Wednesday, May 07, 2014

Penny Thoughts ‘14—Rodan (1956) ***

NR, 72 min.
Director: Ishirô Honda
Writers: Takeshi Kimura, Ken Kuronuma, Takeo Murata, David Duncan (U.S. version)
Starring: Kenji Sawara, Yumi Shirakawa, Akihiko Hirata

Have you ever watched a movie that you saw as a kid and found incredible joy in seeing images that impacted you so many years ago? That was the experience I had watching “Rodan”, a sort of sister movie to the 1954 b-sci-fi flick “Gojira”, better known to American audiences as “Godzilla”. It isn’t really a sequel to “Godzilla”, but the same studio made it and eventually the Rodan monster was incorporated into the Godzilla series of movies. 

I’m sure I watched all of the Godzilla movies made before 1984 at least twice as a child. They were the most frequently played movies during our local subnetwork’s Saturday afternoon Creature Feature. I’ve been watching several of these movies in preparation of the new “Godzilla” movie that hits theaters in a little over a week. Most of them I don’t remember at all. Even though I couldn’t have said so before watching the film, I actually remembered “Rodan” vividly.
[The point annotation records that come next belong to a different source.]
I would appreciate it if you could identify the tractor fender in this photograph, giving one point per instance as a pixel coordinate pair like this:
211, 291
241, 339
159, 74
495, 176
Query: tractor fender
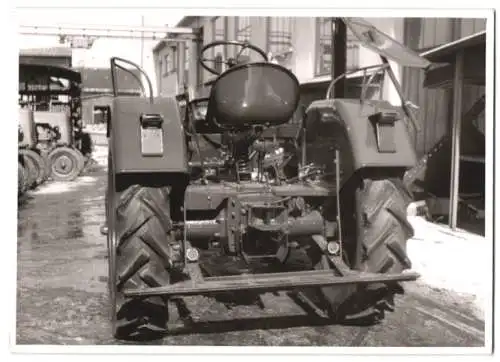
358, 130
137, 152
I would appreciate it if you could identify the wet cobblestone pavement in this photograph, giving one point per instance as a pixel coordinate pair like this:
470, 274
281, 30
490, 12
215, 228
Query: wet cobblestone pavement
62, 292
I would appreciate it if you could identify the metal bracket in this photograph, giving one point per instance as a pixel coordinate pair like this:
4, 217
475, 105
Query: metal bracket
151, 134
384, 130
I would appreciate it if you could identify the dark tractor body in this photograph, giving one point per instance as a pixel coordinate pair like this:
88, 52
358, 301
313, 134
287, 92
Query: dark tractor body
58, 123
229, 199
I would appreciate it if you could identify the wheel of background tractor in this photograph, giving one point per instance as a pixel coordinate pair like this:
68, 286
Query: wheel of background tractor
31, 172
39, 165
139, 257
379, 218
65, 164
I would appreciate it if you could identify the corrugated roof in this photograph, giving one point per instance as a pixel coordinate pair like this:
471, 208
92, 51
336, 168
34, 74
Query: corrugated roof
95, 79
445, 53
47, 52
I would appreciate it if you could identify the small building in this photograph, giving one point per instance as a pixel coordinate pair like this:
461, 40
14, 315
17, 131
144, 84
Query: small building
97, 91
60, 56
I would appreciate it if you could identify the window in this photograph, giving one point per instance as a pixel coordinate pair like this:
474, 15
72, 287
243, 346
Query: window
243, 28
279, 35
170, 62
219, 28
324, 60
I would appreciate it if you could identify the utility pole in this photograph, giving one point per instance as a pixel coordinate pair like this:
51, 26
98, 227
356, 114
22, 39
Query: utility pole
339, 55
142, 42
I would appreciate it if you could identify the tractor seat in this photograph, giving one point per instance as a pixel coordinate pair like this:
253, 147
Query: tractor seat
253, 94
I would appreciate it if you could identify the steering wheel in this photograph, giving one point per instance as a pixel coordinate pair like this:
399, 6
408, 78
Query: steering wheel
230, 62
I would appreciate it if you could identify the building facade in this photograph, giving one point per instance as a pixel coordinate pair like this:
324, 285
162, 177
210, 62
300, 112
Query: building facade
302, 45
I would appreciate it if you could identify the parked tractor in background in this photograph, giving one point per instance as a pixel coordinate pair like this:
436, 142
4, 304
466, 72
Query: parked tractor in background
53, 95
32, 165
317, 208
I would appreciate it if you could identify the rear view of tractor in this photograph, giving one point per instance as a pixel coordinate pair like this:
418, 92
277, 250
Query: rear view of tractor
231, 200
52, 94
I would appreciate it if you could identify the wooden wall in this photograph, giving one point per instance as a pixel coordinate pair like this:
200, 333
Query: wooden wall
421, 34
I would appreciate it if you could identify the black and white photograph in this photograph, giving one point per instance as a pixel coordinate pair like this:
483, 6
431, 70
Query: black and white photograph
242, 177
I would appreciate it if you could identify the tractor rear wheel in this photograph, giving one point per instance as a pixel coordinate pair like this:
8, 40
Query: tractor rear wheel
40, 167
140, 256
378, 228
65, 163
31, 172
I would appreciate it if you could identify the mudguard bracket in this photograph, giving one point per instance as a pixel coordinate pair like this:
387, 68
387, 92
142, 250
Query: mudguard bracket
384, 130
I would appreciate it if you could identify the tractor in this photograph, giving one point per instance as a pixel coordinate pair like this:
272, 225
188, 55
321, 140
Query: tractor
53, 95
229, 199
31, 163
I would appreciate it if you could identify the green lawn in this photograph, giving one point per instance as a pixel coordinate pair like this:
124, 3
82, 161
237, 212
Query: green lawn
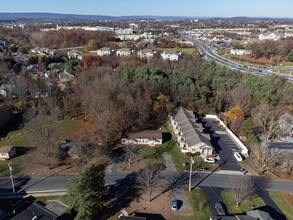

In the first half of the movie, before they discover the Rodans, the mining operation must’ve hit some chord with me as a kid. I remember well the scenes with the miners descending into the waters of the flooded mineshaft and fearing for them. I remember replaying these scenes in the woods with my friends. We would tie ropes to each other and descend into the make believe murky waters. One of us would get sucked in and the other two would struggle to free themselves before pulled in themselves.

I think one of the reasons this one stuck so well is because it’s one of the better films of the series. Yes, it still has the bad special effects, the toys being knocked over, the Styrofoam buildings collapsing, the monsters that are obviously men in rubber suits. However, the story leading up to the creature’s scenes of destruction are actually conveying a worthwhile story. The analogy and criticism of the nuclear race is much more prevalent in this one than most of the others. Only the original “Gojira” spells it out as clearly. And the film’s final moments are almost poetic in a way. If you’re going to partake of the Toho Studios Kaiju films, you could do much worse than “Rodan”.